Theresa May backs Osborne's 'Northern Powerhouse'

Theresa May Image copyright PA

Theresa May has vowed to press ahead with George Osborne's "Northern Powerhouse" despite having fired him as chancellor.

In a Yorkshire Post article, the prime minister promised to "help the great cities and towns of the North pool their strengths and take on the world".

This includes backing a bid to bring cycling's world championships to Yorkshire.

She also said she would make the Midlands an "engine for growth".

The Northern Powerhouse is the name attached to the government's bid to create a rival economy to London and the South East in the north of England.
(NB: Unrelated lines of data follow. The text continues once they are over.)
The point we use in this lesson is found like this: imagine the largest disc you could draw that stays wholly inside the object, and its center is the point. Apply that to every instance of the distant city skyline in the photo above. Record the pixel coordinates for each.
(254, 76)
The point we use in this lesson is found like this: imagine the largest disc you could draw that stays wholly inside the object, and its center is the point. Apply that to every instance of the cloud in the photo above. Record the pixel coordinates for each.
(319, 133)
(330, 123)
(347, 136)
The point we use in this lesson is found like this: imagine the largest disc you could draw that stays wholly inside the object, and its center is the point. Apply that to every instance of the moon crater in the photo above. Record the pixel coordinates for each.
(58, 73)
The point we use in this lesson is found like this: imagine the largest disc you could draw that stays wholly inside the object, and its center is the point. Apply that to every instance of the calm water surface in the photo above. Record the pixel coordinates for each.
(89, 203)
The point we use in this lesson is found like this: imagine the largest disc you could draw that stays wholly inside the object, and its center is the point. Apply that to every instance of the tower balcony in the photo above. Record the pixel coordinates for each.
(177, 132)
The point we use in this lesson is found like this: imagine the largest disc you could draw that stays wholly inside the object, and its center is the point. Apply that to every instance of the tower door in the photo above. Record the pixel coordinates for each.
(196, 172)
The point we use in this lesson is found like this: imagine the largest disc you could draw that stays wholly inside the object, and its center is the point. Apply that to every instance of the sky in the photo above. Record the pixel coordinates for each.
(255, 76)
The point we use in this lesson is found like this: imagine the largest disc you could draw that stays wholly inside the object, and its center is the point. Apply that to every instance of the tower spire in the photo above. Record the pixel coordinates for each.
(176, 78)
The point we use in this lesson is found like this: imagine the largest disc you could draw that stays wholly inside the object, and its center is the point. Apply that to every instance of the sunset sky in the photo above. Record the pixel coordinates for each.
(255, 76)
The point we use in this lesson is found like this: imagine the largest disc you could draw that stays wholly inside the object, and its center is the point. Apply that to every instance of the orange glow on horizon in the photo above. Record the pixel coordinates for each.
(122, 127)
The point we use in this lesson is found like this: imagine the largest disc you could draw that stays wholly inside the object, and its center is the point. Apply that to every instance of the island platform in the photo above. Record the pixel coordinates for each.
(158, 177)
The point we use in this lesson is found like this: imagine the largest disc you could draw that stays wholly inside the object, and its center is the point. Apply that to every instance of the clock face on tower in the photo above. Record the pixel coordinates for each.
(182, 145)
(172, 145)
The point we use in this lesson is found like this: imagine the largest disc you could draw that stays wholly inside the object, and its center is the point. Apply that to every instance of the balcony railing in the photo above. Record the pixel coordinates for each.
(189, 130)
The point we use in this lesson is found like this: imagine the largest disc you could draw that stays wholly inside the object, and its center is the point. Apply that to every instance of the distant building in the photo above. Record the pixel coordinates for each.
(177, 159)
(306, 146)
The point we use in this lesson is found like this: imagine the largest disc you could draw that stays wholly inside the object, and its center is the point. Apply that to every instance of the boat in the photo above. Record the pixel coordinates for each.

It involves devolving new powers from Whitehall, improving transport links and creating new regional mayors to act as figureheads for their regions.
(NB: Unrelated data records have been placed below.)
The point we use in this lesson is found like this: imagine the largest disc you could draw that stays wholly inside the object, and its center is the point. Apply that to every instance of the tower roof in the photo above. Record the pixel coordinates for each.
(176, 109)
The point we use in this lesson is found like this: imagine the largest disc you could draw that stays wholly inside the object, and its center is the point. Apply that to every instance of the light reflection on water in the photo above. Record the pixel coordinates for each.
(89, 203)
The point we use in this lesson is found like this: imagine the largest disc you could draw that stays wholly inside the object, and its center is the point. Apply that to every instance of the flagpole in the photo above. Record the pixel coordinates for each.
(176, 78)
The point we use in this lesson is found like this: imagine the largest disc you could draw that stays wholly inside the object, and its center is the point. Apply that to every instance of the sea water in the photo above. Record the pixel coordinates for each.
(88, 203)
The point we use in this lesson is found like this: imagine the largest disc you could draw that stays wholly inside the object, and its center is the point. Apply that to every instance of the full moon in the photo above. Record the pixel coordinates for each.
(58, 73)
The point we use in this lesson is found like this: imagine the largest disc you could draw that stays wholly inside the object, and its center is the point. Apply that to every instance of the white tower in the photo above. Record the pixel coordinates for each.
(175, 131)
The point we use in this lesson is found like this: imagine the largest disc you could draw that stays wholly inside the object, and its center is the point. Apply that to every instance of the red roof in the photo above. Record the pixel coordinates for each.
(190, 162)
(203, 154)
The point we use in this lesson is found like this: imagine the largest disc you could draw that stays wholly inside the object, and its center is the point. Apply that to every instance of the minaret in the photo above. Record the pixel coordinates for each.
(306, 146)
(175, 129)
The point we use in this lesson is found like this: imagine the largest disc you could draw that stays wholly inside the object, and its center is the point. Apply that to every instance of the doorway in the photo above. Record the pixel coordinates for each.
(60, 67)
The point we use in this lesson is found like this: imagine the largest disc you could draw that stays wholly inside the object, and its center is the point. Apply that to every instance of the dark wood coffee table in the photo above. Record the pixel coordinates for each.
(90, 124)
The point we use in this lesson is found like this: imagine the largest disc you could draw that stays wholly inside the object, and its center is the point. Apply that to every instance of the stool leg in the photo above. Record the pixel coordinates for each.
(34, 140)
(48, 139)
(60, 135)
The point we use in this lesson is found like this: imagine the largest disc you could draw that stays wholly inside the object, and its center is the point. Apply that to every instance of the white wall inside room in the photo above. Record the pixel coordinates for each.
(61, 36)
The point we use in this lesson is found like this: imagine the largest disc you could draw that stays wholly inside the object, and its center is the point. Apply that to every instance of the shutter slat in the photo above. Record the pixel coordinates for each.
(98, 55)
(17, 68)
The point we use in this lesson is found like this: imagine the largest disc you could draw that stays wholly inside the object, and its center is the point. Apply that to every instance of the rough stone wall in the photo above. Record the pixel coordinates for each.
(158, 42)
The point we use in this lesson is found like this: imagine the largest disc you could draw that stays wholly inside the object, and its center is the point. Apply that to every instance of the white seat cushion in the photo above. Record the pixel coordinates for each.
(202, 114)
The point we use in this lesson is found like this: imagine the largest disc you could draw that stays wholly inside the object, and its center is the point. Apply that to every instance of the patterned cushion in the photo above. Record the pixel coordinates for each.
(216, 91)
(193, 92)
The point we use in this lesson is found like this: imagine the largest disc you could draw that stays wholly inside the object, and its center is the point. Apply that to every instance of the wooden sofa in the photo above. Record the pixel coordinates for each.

Mrs May's language was similar to that used by Mr Osborne when he set out his vision to create "a collection of northern cities sufficiently close to each other that combined they can take on the world".

On taking over as prime minister, she appointed Andrew Percy, the MP for the Yorkshire and Lincolnshire constituency of Brigg and Goole, as her Northern Powerhouse minister.

Image caption The Northern Powerhouse initiative aims to encourage economic growth outside of the English capital
Image copyright Getty Images
Image caption Former chancellor George Osborne championed the project

Writing in the Yorkshire Post, she promised investment in the county would not be "disrupted" by leaving the EU, saying the government would "underwrite" EU investment.

She also announced £24m government backing for a bid to bring the cycling world championships to Yorkshire.

"Our backing will include £15m for cycling infrastructure projects, to encourage even greater participation in the sport and continue the proud legacy that has seen our athletes excel at the Rio Games," she added.

In a separate article in the Birmingham Mail, the PM said the city had "untapped potential" and that the Midlands would be a "key part" of her government's industrial strategy.